Dentro e fuori dall’undici iniziale, fino alla svolta arrivata con la doppietta (da subentrante) realizzata al Brescia nel finale. Da quel momento in avanti Berenguer ha definitivamente convinto Mazzarri, bravo a disegnare quel 3-4-2-1 che nelle ultime 5 partite ha prodotto 4 vittorie. Un sistema di gioco che la squadra aveva certamente nelle sue corde, identico in quasi tutti gli interpreti fino alla linea di centrocampo, in grado di esaltare proprio lo spagnolo e Verdi a supporto di Belotti. Non è un caso anche la crescita mostrata dall’ex Napoli, fin qui tra le maggiori delusioni del campionato, indice di come sia probabilmente questo il vestito più adatto per il Torino. Il calciatore ha segnato 5 reti in 12 apparizioni complessive (più di quelle messe a segno nei due campionati precedenti).

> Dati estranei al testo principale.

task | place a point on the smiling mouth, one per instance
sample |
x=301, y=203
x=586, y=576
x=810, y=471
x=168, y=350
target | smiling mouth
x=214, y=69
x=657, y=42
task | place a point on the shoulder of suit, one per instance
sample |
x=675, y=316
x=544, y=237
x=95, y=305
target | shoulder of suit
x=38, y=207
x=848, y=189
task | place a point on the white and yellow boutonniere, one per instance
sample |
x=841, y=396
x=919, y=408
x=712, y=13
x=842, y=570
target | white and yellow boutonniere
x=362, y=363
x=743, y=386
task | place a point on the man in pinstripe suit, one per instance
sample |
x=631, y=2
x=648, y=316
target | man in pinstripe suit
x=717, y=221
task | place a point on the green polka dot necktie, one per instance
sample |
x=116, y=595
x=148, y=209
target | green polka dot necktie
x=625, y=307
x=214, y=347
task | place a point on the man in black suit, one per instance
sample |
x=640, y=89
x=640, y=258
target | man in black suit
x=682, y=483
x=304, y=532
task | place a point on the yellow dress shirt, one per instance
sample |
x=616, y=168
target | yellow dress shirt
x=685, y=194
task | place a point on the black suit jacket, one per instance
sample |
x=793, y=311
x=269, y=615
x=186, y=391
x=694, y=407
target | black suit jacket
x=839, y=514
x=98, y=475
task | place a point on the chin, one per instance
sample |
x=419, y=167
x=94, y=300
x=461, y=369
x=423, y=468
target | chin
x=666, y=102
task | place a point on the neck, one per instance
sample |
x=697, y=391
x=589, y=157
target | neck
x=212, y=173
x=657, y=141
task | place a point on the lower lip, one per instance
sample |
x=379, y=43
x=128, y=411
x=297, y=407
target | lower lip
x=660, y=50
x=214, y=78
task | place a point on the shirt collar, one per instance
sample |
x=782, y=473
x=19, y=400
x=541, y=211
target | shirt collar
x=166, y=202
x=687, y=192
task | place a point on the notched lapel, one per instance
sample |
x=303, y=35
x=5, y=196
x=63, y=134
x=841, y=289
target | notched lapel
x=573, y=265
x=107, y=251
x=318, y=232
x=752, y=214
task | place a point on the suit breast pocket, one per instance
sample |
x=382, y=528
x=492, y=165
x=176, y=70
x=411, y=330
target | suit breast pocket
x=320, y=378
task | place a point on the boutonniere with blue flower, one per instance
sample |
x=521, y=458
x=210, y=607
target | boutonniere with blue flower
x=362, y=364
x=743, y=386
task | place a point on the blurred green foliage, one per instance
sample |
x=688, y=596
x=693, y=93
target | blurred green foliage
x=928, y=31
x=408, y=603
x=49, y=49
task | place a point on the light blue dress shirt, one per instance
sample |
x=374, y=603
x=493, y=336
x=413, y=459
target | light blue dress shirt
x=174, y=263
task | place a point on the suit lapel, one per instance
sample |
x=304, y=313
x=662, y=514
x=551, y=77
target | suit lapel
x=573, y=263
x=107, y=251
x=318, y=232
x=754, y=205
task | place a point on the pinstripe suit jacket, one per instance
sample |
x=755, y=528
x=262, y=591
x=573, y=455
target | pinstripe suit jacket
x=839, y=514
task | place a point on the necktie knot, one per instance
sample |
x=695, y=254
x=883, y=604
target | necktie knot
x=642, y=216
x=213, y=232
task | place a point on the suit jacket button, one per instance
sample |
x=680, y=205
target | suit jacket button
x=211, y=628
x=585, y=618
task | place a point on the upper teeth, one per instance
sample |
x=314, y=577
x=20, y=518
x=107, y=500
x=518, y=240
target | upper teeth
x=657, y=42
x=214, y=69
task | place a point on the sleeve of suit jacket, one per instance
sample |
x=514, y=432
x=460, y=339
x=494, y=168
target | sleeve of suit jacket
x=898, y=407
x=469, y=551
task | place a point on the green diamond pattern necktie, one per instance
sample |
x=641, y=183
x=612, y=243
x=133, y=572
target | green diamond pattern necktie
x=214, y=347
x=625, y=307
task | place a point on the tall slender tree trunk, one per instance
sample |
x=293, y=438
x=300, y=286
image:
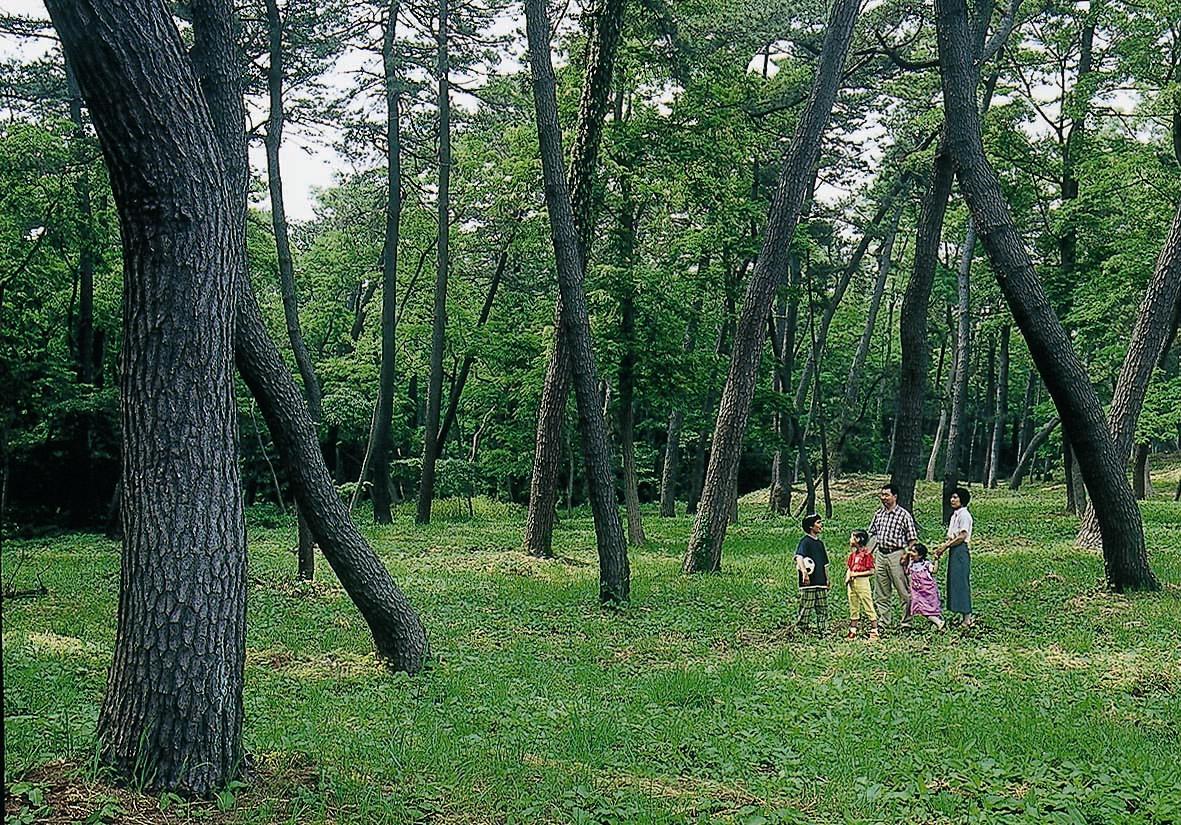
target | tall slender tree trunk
x=383, y=421
x=173, y=709
x=853, y=385
x=274, y=137
x=438, y=328
x=704, y=549
x=614, y=575
x=677, y=417
x=1082, y=416
x=398, y=633
x=1002, y=408
x=963, y=353
x=606, y=23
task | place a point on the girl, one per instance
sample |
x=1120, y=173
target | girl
x=924, y=590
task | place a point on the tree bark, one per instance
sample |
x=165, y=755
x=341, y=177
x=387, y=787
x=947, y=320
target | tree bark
x=1002, y=408
x=614, y=575
x=853, y=385
x=1031, y=447
x=173, y=709
x=1156, y=320
x=274, y=137
x=677, y=419
x=1123, y=539
x=398, y=633
x=605, y=23
x=438, y=328
x=704, y=549
x=379, y=463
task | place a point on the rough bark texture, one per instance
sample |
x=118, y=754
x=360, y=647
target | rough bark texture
x=704, y=550
x=379, y=463
x=431, y=443
x=1002, y=408
x=173, y=709
x=398, y=633
x=956, y=419
x=1156, y=320
x=274, y=138
x=1082, y=416
x=614, y=576
x=605, y=25
x=912, y=390
x=676, y=420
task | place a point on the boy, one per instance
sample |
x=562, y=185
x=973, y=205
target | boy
x=860, y=565
x=811, y=565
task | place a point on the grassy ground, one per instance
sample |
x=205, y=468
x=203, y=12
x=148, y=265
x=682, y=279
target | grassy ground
x=696, y=704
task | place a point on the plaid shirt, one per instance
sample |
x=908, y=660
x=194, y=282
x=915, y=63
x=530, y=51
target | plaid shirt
x=894, y=529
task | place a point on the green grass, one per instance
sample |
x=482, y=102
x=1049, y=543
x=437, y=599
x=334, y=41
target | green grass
x=695, y=704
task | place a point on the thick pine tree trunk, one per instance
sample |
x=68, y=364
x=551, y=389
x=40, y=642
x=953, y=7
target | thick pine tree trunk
x=605, y=23
x=431, y=443
x=383, y=420
x=1155, y=322
x=906, y=443
x=704, y=550
x=1082, y=416
x=173, y=709
x=614, y=576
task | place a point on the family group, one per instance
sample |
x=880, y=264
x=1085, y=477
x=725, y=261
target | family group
x=887, y=560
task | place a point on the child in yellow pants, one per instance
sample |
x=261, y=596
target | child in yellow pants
x=860, y=565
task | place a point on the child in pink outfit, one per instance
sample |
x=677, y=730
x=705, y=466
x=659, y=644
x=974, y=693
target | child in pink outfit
x=924, y=590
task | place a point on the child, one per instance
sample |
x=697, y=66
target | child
x=924, y=590
x=811, y=565
x=860, y=565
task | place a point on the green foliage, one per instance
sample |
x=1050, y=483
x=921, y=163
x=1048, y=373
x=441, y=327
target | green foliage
x=696, y=704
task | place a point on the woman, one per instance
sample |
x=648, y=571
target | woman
x=959, y=565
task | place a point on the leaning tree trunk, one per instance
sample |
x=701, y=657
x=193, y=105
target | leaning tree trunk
x=398, y=633
x=173, y=712
x=704, y=549
x=1002, y=410
x=274, y=139
x=906, y=443
x=431, y=444
x=1124, y=557
x=614, y=576
x=605, y=23
x=963, y=373
x=383, y=420
x=1031, y=447
x=1157, y=315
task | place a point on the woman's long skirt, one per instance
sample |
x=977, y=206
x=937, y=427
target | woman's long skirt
x=959, y=580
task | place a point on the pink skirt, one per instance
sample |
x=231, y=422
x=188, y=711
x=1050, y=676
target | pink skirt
x=924, y=594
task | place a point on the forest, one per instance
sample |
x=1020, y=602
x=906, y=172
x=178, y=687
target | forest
x=464, y=488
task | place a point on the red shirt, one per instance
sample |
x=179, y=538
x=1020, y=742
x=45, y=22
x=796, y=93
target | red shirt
x=860, y=561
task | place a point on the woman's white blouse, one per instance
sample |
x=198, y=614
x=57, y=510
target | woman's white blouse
x=961, y=522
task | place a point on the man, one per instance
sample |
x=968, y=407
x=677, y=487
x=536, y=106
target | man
x=893, y=530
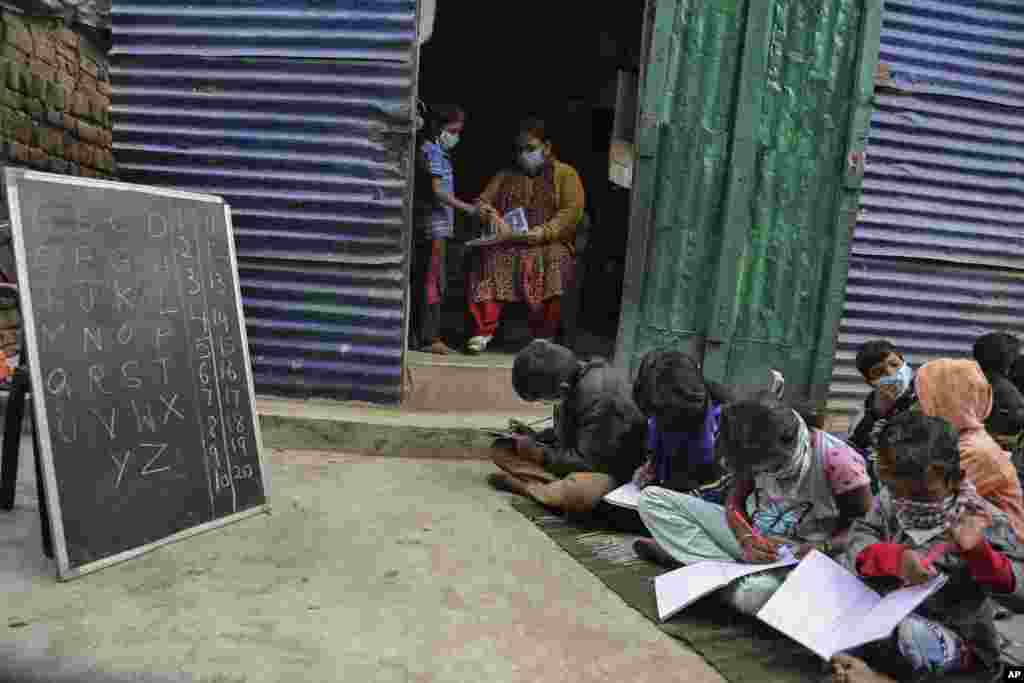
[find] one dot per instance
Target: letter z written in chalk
(153, 465)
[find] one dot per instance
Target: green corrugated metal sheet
(743, 197)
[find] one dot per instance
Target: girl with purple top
(435, 207)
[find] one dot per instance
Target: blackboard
(140, 375)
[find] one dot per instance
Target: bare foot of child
(851, 670)
(649, 550)
(438, 348)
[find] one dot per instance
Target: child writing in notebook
(929, 519)
(891, 379)
(794, 485)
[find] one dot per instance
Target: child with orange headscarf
(957, 391)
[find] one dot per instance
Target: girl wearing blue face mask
(435, 207)
(536, 266)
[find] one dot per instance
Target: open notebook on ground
(820, 605)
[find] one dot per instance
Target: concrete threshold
(370, 429)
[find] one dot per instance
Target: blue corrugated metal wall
(938, 254)
(299, 114)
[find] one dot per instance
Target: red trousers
(544, 319)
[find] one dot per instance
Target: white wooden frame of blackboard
(52, 502)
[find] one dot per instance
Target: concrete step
(365, 428)
(462, 383)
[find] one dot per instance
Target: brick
(87, 84)
(69, 69)
(66, 52)
(18, 76)
(87, 156)
(69, 83)
(38, 157)
(56, 96)
(72, 151)
(53, 141)
(41, 75)
(69, 38)
(98, 107)
(45, 47)
(90, 133)
(16, 33)
(8, 51)
(79, 103)
(89, 66)
(35, 108)
(10, 98)
(17, 152)
(22, 131)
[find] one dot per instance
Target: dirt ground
(367, 569)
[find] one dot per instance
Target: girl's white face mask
(894, 386)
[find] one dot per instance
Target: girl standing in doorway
(434, 224)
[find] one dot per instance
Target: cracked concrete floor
(368, 569)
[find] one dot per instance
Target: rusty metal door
(752, 125)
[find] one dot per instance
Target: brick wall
(54, 99)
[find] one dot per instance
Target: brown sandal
(437, 348)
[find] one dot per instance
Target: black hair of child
(916, 442)
(541, 369)
(755, 431)
(996, 351)
(871, 353)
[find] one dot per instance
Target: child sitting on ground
(683, 412)
(929, 519)
(794, 486)
(995, 353)
(893, 393)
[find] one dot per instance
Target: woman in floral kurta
(536, 267)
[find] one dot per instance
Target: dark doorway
(506, 61)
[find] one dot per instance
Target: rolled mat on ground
(739, 648)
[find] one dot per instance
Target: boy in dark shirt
(598, 438)
(892, 380)
(929, 519)
(995, 353)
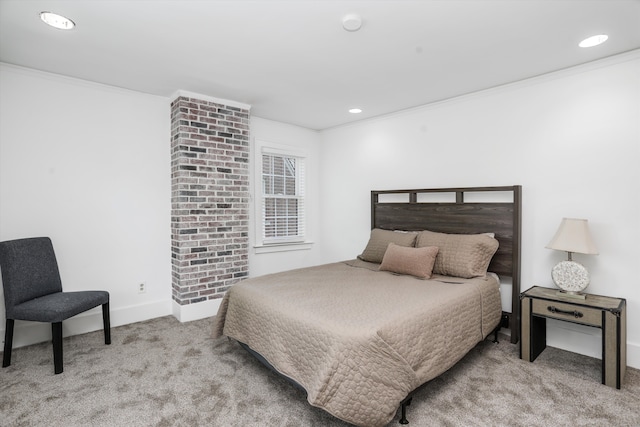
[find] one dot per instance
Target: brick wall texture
(209, 198)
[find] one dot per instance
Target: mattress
(357, 339)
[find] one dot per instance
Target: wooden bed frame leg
(403, 409)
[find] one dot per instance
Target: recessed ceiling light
(594, 40)
(57, 21)
(351, 22)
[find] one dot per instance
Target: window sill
(282, 247)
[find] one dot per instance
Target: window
(282, 197)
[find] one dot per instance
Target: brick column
(209, 198)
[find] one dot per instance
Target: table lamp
(570, 276)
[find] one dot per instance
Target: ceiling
(293, 62)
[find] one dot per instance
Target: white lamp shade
(573, 236)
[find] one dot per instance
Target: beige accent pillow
(416, 262)
(460, 255)
(380, 239)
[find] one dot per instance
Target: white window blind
(283, 210)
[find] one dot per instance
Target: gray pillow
(380, 239)
(460, 255)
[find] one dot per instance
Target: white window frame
(265, 244)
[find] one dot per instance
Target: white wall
(88, 165)
(307, 141)
(571, 139)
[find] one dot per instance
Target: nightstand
(607, 313)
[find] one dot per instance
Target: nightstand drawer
(569, 312)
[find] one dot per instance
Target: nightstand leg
(613, 349)
(533, 332)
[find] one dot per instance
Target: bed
(360, 335)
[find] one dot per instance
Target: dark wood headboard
(415, 210)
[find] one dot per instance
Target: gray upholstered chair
(33, 291)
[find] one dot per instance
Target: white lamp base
(570, 276)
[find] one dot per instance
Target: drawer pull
(574, 313)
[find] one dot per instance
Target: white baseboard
(201, 310)
(27, 333)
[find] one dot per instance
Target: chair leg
(56, 331)
(8, 343)
(106, 323)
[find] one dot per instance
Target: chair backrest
(29, 270)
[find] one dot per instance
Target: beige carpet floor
(164, 373)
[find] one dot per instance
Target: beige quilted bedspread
(359, 340)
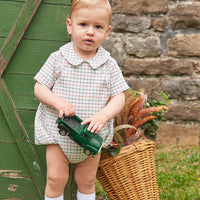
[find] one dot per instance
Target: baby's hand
(65, 108)
(97, 121)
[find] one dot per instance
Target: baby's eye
(98, 26)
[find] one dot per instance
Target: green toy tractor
(71, 126)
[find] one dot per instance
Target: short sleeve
(49, 72)
(117, 82)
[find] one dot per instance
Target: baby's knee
(56, 178)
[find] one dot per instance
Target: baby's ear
(108, 31)
(69, 26)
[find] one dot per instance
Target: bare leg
(57, 171)
(85, 174)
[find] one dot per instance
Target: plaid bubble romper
(87, 84)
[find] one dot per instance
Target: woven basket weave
(131, 174)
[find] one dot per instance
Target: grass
(178, 174)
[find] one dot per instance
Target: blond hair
(77, 4)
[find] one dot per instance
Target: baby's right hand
(65, 108)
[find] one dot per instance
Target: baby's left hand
(97, 121)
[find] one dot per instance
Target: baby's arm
(98, 120)
(46, 96)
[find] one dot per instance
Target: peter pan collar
(70, 55)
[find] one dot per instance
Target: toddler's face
(89, 27)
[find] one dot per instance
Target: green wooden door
(29, 31)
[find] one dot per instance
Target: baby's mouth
(89, 41)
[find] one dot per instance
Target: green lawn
(178, 174)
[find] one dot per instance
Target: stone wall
(157, 45)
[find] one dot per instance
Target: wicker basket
(131, 174)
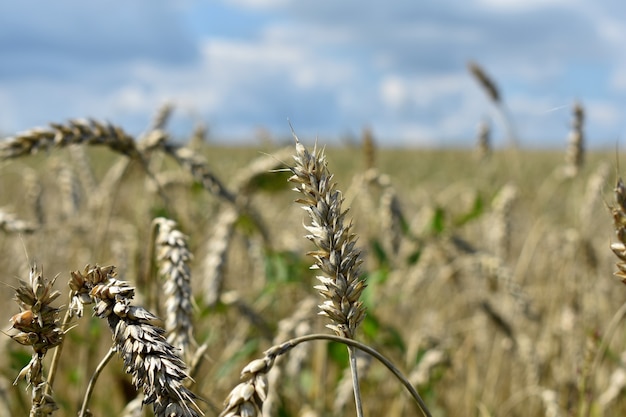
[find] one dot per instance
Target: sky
(330, 69)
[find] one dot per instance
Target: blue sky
(330, 67)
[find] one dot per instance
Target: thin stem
(290, 344)
(355, 381)
(56, 357)
(92, 381)
(150, 270)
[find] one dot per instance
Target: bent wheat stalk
(336, 257)
(247, 398)
(147, 355)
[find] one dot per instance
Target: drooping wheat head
(153, 363)
(38, 326)
(173, 257)
(337, 257)
(485, 81)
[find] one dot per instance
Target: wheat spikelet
(217, 254)
(298, 324)
(344, 391)
(619, 222)
(9, 223)
(336, 257)
(147, 355)
(173, 257)
(247, 398)
(199, 137)
(38, 326)
(500, 225)
(89, 132)
(483, 142)
(70, 191)
(485, 81)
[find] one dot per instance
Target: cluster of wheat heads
(174, 329)
(486, 286)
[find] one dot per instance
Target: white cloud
(398, 66)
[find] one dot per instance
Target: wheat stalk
(147, 355)
(38, 327)
(575, 154)
(248, 397)
(336, 257)
(89, 132)
(173, 257)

I dati parlano chiaro: le statistiche del ragazzo sono ottime

Berenguer viaggia a una media gol di 0.64, con un 0.21 di xG a fronte di una media di 1.28 di tiri in porta a partita (dati Wyscout). Ma è nei dati riguardanti la percentuale di “passaggi riusciti” (77.9%), “lanci lunghi” (81.8%), “dribbling riusciti” (56%) e “duelli vinti” (35.6%), che più si apprezza la reale portata del suo miglioramento. A conti fatti, un’affare rivelatosi tale soltanto dopo un lungo percorso di apprendimento soprattutto dal punto di vista tattico, nel quale che è evidente la mano di un allenatore che ha sempre dato particolare risalto a questo aspetto.

Come dimenticare le difficoltà del primo Insigne nel suo Napoli, la difficile collocazione di questo genere di giocatori molto tecnici ma altrettanto anarchici, spesso alle prese con problemi di continuità, tra picchi altissimi e punte bassissime. Un parallelo al tempo stesso azzeccato e ben augurante nei confronti del ventiquattrenne spagnolo, tra i possibili protagonisti del calciomercato estivo. A patto ovviamente di proseguire nella sua corsa che tanto ricorda quella dei tori a Pamplona durante la festa di San Firmino.